This
proliferation has occurred despite the paucity of evidence
that widespread suspicionless drug testing results in safer
workplaces and schools, reduces substance abuse problems,
combats crime, or is more effective at achieving these various
goals than less costly-and less intrusive-alternatives (e.g.,
performance testing for workers, honest drug education and
extracurricular activities for high school students, etc.).
While
drug testing has expanded, so too have drug testing technologies-from
urine testing to hair testing, sweat testing, saliva testing
and the use of so-called "Drug Recognition Experts."

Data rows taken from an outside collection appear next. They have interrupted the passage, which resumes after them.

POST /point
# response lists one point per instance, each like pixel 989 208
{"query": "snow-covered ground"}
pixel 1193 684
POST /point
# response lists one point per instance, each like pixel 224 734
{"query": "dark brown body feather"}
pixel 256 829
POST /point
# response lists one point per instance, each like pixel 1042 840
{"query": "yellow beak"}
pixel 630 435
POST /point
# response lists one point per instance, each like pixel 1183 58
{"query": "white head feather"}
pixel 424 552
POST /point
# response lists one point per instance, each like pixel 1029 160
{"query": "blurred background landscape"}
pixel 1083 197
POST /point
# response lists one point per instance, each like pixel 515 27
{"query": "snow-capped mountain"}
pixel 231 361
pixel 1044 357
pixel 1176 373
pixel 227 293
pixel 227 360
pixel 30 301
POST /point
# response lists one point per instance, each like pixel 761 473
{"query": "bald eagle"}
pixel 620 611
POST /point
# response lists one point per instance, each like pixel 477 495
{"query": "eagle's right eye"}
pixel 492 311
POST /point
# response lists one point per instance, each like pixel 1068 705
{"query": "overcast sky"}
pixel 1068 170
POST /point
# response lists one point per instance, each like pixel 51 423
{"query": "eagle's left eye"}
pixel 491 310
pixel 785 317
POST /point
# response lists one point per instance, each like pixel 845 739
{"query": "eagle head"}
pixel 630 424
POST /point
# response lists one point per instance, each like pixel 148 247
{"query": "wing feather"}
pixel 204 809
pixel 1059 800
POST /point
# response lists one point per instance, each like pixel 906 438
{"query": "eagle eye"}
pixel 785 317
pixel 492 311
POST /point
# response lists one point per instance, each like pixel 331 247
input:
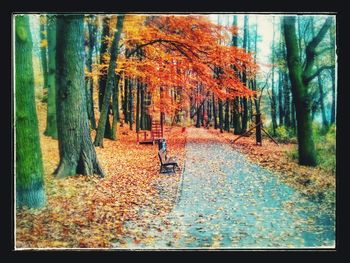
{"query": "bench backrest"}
pixel 162 156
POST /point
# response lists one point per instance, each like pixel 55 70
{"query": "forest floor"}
pixel 228 201
pixel 87 211
pixel 133 198
pixel 308 180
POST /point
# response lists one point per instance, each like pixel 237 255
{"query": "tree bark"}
pixel 110 83
pixel 280 98
pixel 143 108
pixel 306 146
pixel 215 113
pixel 77 153
pixel 273 95
pixel 115 99
pixel 92 28
pixel 221 115
pixel 244 79
pixel 131 103
pixel 103 74
pixel 51 120
pixel 319 83
pixel 43 48
pixel 30 190
pixel 333 105
pixel 138 105
pixel 227 116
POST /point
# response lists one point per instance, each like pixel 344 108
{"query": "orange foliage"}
pixel 182 52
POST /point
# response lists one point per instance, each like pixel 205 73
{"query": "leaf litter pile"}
pixel 228 201
pixel 220 200
pixel 87 211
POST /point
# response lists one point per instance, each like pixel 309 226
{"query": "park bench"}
pixel 166 163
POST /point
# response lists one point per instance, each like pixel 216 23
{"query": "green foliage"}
pixel 325 140
pixel 283 134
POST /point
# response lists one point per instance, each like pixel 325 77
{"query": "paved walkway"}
pixel 226 201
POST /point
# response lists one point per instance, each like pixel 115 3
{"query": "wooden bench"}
pixel 166 162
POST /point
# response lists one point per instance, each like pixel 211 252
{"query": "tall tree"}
pixel 221 115
pixel 43 48
pixel 51 123
pixel 244 77
pixel 30 190
pixel 92 30
pixel 215 113
pixel 236 118
pixel 300 79
pixel 77 153
pixel 332 72
pixel 319 83
pixel 110 83
pixel 273 93
pixel 103 73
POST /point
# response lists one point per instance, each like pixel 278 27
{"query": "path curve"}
pixel 226 201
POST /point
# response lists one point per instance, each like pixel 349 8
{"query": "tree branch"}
pixel 311 47
pixel 309 78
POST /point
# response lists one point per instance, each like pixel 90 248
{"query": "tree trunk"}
pixel 89 83
pixel 43 48
pixel 77 153
pixel 131 103
pixel 215 114
pixel 110 84
pixel 30 190
pixel 125 99
pixel 333 96
pixel 244 79
pixel 115 104
pixel 103 53
pixel 237 117
pixel 138 105
pixel 221 115
pixel 227 116
pixel 333 105
pixel 306 146
pixel 287 104
pixel 51 121
pixel 319 83
pixel 273 95
pixel 280 98
pixel 103 75
pixel 143 108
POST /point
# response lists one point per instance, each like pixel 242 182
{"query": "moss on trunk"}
pixel 29 169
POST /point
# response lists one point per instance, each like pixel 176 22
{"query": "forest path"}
pixel 226 201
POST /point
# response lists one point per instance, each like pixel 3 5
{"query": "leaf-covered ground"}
pixel 86 211
pixel 309 180
pixel 222 199
pixel 228 201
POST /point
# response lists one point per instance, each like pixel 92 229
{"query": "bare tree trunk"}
pixel 77 153
pixel 110 84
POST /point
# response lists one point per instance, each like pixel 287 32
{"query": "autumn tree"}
pixel 105 36
pixel 77 153
pixel 29 167
pixel 43 48
pixel 185 52
pixel 110 83
pixel 91 42
pixel 51 121
pixel 300 77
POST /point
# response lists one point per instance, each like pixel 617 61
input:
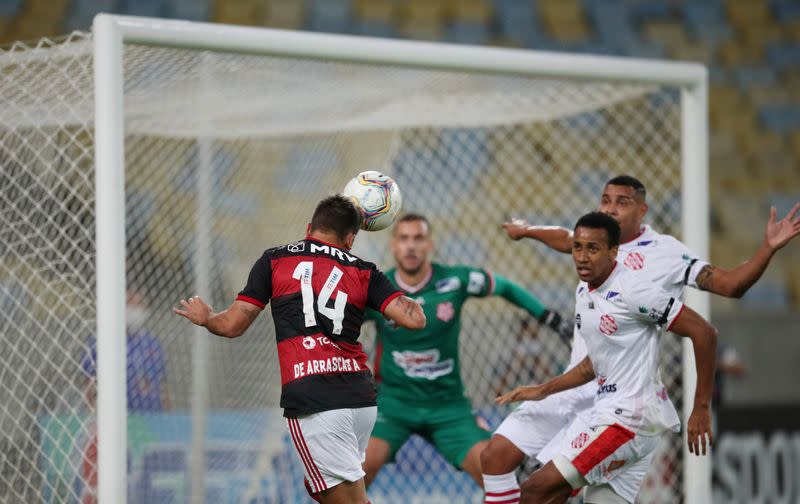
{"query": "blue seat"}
pixel 518 21
pixel 191 10
pixel 784 56
pixel 613 23
pixel 699 15
pixel 10 8
pixel 375 28
pixel 651 10
pixel 644 50
pixel 785 10
pixel 82 12
pixel 330 15
pixel 747 77
pixel 468 32
pixel 780 118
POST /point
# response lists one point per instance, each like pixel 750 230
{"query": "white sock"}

Positive results from these drug tests are used to impose
a wide array of sanctions, from revocation of probation or
parole and immediate return to jail or prison, to loss of
parental or custody rights over children, to dismissal from
work, inability to participate in extracurricular activities,
denial of public benefits, and so on. Unfortunately, many
of the newer drug testing technologies are not sufficiently
reliable and yield a significant number of "false positive"
test results - that is, drug screens that appear to show drug
use when none has taken place. In addition, an increasing
number of prescription and over-the-counter medications and
even foods produce positive drug test results even though
the person being tested did not ingest drugs. The unreliability
of many drug testing technologies is a matter of grave concern,
particularly when the negative consequences that flow from
positive drug tests are so enormous.
Lastly,
drug testing has largely been detached from its therapeutic
underpinnings. A true positive drug test provides little information
except that a particular substance has been ingested. It does
not indicate when that substance was ingested, if the person
was under the influence of drugs at the time of testing or
while on the job, if the person can carry out his or her parenting
responsibilities, if the person suffers from an addiction
disorder (or is simply a one-time or occasional drug taker),
or even if the person knowingly ingested the substance. It
is a rare employer, school district, government bureaucracy
or law enforcement agency that uses drug testing not to sanction
individuals but to determine whether the people being drug
tested suffer from addition and, if so, to provide those persons
with treatment options and support services.
Drug
Policy Alliance, together with the
ACLU Drug Policy Litigation Project, and the
National Advocates for Pregnant Women is involved in a
variety of legal challenges to expansive drug testing policies
and unreliable drug testing technologies. These challenges
attempt to uphold and strengthen the right to privacy found
in the Constitution, ensure due process for all persons, and
to promote rational drug testing policies rooted in science
and public health rather than conjecture and fear.